1University of Cologne, Institute of Geology and Mineralogy, Cologne, Germany
2Russian Academy of Sciences, Northeast Interdisciplinary Scientific Research Institute, Magadan, Russia
3Helmholtz Centre Potsdam, GFZ German Research Centre for Geosciences, Potsdam, Germany
4University of Massachusetts, Department of Geosciences, USA
Abstract. The 3.6 Ma sediment record of Lake El'gygytgyn, Far East Russian Arctic, represents the longest continuous climate archive of the terrestrial Arctic. Its elemental composition monitored by X-ray fluorescence scanning exhibits significant changes since the Mid-Pliocene caused by climate driven variations in the primary production, postsedimentary diagenetic processes, and current activity in the lake as well as weathering processes in its catchment.
During the Mid to Late Pliocene, warmer and wetter climatic conditions are reflected by elevated Si / Ti ratios, indicating enhanced diatom production in the lake. Prior to 3.3 Ma, this signal is highly masked by intensified detrital input from the catchment, visible in maxima of clastic-related proxies such as the K concentration. In addition, calcite formation in the early lake history points to enhanced nutrient flux into the lake caused by intensified weathering in its catchment. Its termination at ca. 3.3 Ma is supposed to be linked to the development of permafrost in the region triggered by a first cooling in the Mid-Pliocene.
After ca. 3.0 Ma the elemental data suggest a gradual transition to Quaternary-style glacial / interglacial cyclicity. In the early Pleistocene, the cyclicity was first dominated by variations on the 41 ka obliquity band but experienced a change to a 100 ka eccentricity dominance after the Middle Pleistocene Transition at ca. 1.2 to 0.7 Ma. This clearly demonstrates the sensitivity of the Lake El'gygytgyn record to orbital forcing.

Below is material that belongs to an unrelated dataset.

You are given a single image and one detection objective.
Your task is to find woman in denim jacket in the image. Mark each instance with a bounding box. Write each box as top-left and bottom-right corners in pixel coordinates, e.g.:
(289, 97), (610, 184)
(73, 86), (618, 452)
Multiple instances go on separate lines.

A successive decrease of the baseline-levels of the redox-sensitive Mn / Fe ratio and magnetic susceptibility between 2.3 to 1.8 Ma reflects an overall change in the bottom water oxygenation due to an intensified occurrence of pervasive glacial episodes in the early Quaternary. The coincidence with major changes in the North Pacific and Bering Sea paleoceanography at ca. 1.8 Ma implies that the change in lake hydrology was caused by regional cooling and/or changes in the ocean-land moisture transport. Further rising TOC and TN values after ca. 1.6 Ma are attributed to a progressive intensification of the glacial intensity.
In the course of the Quaternary glacial/interglacial sequence eight so-called "super-interglacials" occur. Their exceptional warm conditions are reflected by extreme Si / Ti peaks accompanied by lows in Ti, K, and Fe, thus indicating an extraordinary high lake productivity.